I also disagree with your views on the Labour Party’s national IT set-up for canvassing. More than any previous system it’s been set up by people who’ve done plenty of canvassing and understand what’s needed. I find – and so do all my local party’s canvassers – that it’s possible to work the three questions into a conversation where you get a message across about a key policy, ask what’s concerning the voter and get voter id too. The way the questions are phrased allows the most accurate voter id we’ve ever had, and for better decisions in who to target and how.
There is a need for resources at a national level, for systems like our online canvassing database, but also because resources need to be redistributed between CLPs towards marginals. There’s no point in Tory CLPs with wealthy members having all the money while marginal working-class CLPs struggle. (I’m also worried about what happens with CLPs where their local union branches are dominated by other parties who refuse to give money to the Labour Party however union-friendly the local CLP & MP are – it seems unfair to exclude them from getting donations from national unions.)
But the general spirit of your idea is worth pursuing; just the details that need ironing out, I think.
Tim
Thanks for this. You, and I seem to remember Matthew Cain, are the only ones who’ve shown any interest in the kind of stuff proposed here, and I’m encouraged that you think it’s not completely barking, at least. (Mind you, it is very bad news for the min thesis of this post that it will be totally ignored).
I’ve have a look for the earlier version as I can’t now remember how they differed, and I didn’t bother to re-read what this said before I posted it, either.
That’s largely because what is here is being subsumed into what I think are more deliverable ideas linked to the unio national disaffiliation/local reaffiliation idea we’ve touched on previously, and which I’ll be working up more fully this weekend. So, yes, the current piece is very much first draft and there’s plenty to be ironed out, though in this ‘legislative’ form I think it’s not worth the trouble as it won’t happen; energies should be put into forcing through the Labour party by tapping into the unions’ (potential) financial control over Labour party. I don’t give a monkey’s what the Tories do.
On the matter of unions not being to LP and branches therefore being disadvantaged by il-luck, this is part of the same issue, and part of the benefit of what I propose is the drawing back in of non-affiliates on the basis of a fundamentally changed power structure in the party (i’m not underestinmating the scale of the challenge).

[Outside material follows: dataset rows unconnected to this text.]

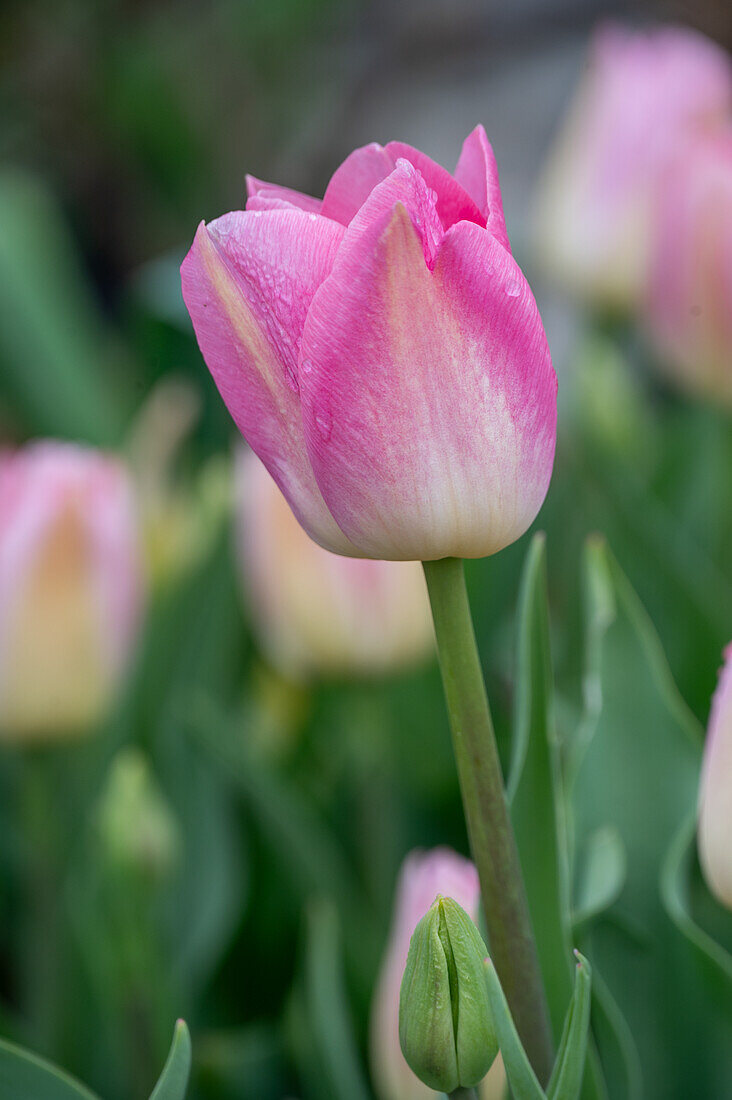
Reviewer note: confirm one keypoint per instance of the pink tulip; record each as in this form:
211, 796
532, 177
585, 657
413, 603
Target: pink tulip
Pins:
716, 791
382, 353
641, 91
424, 875
318, 613
689, 301
69, 586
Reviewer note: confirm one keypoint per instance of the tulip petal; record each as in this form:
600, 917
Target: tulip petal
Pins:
404, 185
429, 400
248, 282
263, 196
351, 184
478, 173
454, 204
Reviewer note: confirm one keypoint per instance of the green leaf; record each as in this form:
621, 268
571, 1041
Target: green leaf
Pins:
636, 769
23, 1076
535, 790
174, 1079
327, 1005
601, 875
675, 882
53, 343
566, 1079
538, 800
522, 1078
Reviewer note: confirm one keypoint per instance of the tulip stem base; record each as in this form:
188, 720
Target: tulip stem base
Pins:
492, 842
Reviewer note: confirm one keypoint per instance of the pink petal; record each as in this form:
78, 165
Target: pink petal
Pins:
478, 173
263, 196
429, 400
406, 186
351, 184
248, 282
454, 204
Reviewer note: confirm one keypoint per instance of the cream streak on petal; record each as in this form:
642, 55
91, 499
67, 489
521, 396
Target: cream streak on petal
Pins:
430, 409
248, 282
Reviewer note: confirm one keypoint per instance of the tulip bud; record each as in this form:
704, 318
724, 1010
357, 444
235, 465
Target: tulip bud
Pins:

On the canvassing stuff, yes, I take your point fully and I do take my hat of the people who’ve done that re-engineering. I’ve not really thought through the extent to which that can be localised though, because i’m warming up also for some fairly controversial statementology, which I think you may disagree with a good deal at first reading, about the value (and opportunity cost) of the whole canvassing operation, in relation to the overall campaigning/politicking distinction that has hold in the current LP notwithstanding noticeable but still relatively marginal improvements around canvassing techniques-cum-policy messaging
hmmm, I’ll look forward to that but expect to disagree. To me, canvassing is the most effective tool we have available to win elections. It’s face-to-face, so we know our message is being listened to with no filters inbetween the source and its target; it’s interactive, so we have the chance to listen to concerns directly again without filters, and it’s high-quality – personalised, flexible and intensive. There are higher-engagement tools – for example working on campaigns with other folks, but they will inevitably reach fewer people. There’s no doubt that canvassing is a drain on human resources, but it’s worth it.